“放肆!”
皇上再也忍受不了他的混蛋了,當即冷冷呵斥他,“太子啊太子,你可真是目中無人到了極點,朕還沒死,你就想著殘害兄長想一家獨大了嗎?”
“父王,這是誰故意冤枉兒臣,您要給兒臣做主啊,兒臣承認是混蛋了一些,達不到父王的期望,可兒臣一直都是兄友弟恭,絕對不可能做出這等喪心病狂的事情,父王,您要相信兒臣!”
相信他?
皇帝深深嘆息一聲,“太子,你覺得沒有證據,朕會把你叫到這裡來,你太讓朕失望了!”
“父王,這不是真的,您是不是誤會了!”
誤會?
皇帝冷笑一聲,冷冷看著這個曾經他親手立的太子,本來是出於對他母親的愧疚,不然,他不會選一個最無用的兒子當太子。
可現在,他知道自己錯了,他一直都不希望子孫相互殘殺,所以,他制定了最為嚴格的規矩,若誰敢對兄弟心生殺意,此人,他會先除掉!
“蕭典,看來你是不會老實了。

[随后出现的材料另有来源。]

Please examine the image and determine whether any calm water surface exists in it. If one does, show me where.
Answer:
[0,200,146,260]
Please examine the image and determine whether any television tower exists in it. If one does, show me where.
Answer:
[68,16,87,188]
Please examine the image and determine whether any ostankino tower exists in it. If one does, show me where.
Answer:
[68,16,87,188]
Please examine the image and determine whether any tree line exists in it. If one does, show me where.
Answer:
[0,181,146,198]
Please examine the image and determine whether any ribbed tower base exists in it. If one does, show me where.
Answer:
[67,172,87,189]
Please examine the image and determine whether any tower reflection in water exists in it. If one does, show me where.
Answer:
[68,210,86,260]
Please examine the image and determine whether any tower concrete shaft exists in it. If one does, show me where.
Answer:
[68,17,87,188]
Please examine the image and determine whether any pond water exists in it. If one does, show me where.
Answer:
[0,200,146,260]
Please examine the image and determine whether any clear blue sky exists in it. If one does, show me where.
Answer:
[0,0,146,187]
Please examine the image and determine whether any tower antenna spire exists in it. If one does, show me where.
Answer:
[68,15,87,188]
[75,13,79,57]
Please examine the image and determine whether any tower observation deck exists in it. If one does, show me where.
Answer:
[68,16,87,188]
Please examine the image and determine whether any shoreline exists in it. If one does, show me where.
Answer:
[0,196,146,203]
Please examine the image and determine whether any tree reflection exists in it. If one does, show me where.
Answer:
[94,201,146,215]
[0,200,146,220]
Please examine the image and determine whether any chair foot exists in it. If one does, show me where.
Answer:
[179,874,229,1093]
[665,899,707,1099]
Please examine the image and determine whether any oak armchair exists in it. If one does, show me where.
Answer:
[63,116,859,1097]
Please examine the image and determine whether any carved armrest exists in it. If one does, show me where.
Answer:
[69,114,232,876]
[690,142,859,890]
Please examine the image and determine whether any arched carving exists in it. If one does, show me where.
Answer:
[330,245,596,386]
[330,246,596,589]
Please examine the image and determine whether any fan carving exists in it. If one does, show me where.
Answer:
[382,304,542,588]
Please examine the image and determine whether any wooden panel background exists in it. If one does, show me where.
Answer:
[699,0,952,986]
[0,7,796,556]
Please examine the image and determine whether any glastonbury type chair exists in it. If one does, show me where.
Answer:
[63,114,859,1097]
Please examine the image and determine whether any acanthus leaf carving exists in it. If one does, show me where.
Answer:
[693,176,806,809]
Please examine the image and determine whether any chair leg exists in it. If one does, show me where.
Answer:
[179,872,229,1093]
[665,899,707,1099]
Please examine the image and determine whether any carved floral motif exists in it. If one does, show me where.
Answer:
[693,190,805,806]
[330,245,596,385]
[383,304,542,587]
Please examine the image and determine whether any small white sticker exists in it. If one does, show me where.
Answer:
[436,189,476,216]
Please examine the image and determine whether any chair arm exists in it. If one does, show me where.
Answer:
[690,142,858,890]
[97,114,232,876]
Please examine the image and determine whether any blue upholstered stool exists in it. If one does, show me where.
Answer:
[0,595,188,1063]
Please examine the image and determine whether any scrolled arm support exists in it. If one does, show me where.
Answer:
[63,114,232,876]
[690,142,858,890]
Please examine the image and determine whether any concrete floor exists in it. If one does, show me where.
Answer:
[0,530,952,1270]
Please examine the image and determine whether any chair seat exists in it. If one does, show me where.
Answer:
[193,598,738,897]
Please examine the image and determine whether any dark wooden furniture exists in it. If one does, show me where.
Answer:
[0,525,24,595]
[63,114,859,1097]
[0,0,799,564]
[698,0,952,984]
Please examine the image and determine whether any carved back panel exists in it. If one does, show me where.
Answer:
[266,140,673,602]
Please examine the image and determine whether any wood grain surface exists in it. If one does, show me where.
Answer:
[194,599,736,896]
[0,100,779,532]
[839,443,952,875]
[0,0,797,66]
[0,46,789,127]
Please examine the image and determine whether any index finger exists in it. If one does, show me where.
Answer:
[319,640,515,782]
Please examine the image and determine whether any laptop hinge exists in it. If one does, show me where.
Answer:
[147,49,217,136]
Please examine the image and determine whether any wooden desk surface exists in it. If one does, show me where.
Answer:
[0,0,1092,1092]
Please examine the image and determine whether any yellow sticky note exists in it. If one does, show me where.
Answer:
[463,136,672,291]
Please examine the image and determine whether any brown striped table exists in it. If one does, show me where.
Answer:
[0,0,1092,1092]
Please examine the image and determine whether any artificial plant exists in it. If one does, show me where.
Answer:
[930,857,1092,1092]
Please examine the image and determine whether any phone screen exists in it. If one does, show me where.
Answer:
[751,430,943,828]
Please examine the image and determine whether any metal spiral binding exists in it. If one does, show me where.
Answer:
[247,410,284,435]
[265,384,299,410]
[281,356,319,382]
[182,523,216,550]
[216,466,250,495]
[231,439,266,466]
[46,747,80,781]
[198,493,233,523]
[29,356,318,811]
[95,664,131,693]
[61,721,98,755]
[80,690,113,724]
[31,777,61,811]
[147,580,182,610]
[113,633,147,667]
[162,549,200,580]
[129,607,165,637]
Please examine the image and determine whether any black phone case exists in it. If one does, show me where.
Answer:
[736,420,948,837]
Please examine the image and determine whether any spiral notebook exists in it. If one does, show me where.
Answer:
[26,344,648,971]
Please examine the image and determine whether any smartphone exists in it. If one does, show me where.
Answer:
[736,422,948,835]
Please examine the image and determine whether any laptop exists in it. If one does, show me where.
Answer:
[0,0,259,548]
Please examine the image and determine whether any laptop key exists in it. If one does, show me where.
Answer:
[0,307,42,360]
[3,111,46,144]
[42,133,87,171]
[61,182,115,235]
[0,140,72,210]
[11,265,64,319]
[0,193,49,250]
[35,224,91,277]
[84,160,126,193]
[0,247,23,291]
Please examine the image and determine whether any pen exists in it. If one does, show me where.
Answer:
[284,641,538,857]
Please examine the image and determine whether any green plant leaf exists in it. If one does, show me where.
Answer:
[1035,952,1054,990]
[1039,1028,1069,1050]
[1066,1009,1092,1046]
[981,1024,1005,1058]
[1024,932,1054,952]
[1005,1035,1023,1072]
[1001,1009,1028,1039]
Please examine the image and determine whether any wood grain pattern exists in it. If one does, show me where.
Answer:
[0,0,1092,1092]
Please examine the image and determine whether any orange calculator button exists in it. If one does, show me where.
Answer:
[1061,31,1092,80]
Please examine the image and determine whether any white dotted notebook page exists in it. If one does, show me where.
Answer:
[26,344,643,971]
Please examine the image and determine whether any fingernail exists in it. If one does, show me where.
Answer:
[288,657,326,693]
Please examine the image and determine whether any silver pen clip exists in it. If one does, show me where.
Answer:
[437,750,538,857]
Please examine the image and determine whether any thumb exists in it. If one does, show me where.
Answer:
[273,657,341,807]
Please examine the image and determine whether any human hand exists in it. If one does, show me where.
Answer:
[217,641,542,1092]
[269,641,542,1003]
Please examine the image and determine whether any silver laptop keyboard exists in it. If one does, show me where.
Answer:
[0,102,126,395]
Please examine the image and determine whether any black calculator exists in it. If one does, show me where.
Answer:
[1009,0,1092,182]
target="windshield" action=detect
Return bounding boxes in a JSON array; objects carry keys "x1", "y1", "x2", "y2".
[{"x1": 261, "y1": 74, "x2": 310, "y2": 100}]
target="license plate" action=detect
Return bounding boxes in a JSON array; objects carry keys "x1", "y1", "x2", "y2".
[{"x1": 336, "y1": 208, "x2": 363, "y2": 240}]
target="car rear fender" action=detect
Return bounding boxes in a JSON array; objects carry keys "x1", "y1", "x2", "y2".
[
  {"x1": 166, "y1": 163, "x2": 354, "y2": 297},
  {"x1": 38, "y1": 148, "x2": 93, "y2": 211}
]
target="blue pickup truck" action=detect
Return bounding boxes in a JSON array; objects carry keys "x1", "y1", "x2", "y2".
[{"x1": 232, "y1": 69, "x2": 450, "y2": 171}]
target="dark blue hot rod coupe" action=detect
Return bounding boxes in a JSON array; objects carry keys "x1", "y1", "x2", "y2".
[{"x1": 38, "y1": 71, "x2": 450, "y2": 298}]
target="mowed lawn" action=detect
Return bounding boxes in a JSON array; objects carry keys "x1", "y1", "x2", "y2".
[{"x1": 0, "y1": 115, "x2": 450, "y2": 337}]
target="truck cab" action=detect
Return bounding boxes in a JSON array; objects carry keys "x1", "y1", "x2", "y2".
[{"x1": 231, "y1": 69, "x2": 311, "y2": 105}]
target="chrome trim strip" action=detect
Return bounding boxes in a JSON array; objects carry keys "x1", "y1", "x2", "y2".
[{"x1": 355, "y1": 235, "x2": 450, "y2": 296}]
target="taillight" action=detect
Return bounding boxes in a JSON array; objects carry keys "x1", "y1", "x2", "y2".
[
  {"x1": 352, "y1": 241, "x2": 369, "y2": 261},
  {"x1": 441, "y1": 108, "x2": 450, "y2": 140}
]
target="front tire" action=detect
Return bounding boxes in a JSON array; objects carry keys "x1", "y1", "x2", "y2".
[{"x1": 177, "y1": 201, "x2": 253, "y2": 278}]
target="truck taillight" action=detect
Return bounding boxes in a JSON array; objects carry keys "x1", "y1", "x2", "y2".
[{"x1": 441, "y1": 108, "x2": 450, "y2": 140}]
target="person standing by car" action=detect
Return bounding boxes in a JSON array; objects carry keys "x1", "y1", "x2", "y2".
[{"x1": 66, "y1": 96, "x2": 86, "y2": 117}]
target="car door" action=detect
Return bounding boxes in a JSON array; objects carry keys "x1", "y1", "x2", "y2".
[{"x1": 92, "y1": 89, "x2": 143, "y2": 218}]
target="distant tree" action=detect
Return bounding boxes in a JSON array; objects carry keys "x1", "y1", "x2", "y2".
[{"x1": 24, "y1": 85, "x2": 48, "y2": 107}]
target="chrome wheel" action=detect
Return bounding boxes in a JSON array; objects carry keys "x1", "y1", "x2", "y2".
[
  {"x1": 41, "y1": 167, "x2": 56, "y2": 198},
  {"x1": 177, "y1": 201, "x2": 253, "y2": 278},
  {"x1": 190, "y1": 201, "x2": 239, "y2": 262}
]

”
皇帝甚至於都不想找證人前來作證了,既然是他錯了,那他就會改正。
“父王,兒臣冤枉啊!”
“混賬,事到如今你還敢叫冤枉,朕就讓你死個明白,來人,把他帶上來!”
這話一齣,蕭典更是立刻轉身看去,當他看到蕭之珩大搖大擺朝自己走來,這一刻,他知曉一切都晚了!
而蕭之珩身後,侍衛則押著一個渾身鮮血的男人,那男人是他的心腹......
一切,都完了!
“父王!”
“珩兒,把這狗東西放下,讓太子好好認一認!”
“楚王!”
蕭之珩看到跪地的蕭典,猶如見一條狗一般,他冷冷掃視他一眼,“殿下,本王是被此人引入湖中的,你可認識他?”
蕭典聞言只是抬眸狠狠瞪他一眼,“楚王好本事啊,竟然能在父王面前顛倒是非,汙衊本宮清白!”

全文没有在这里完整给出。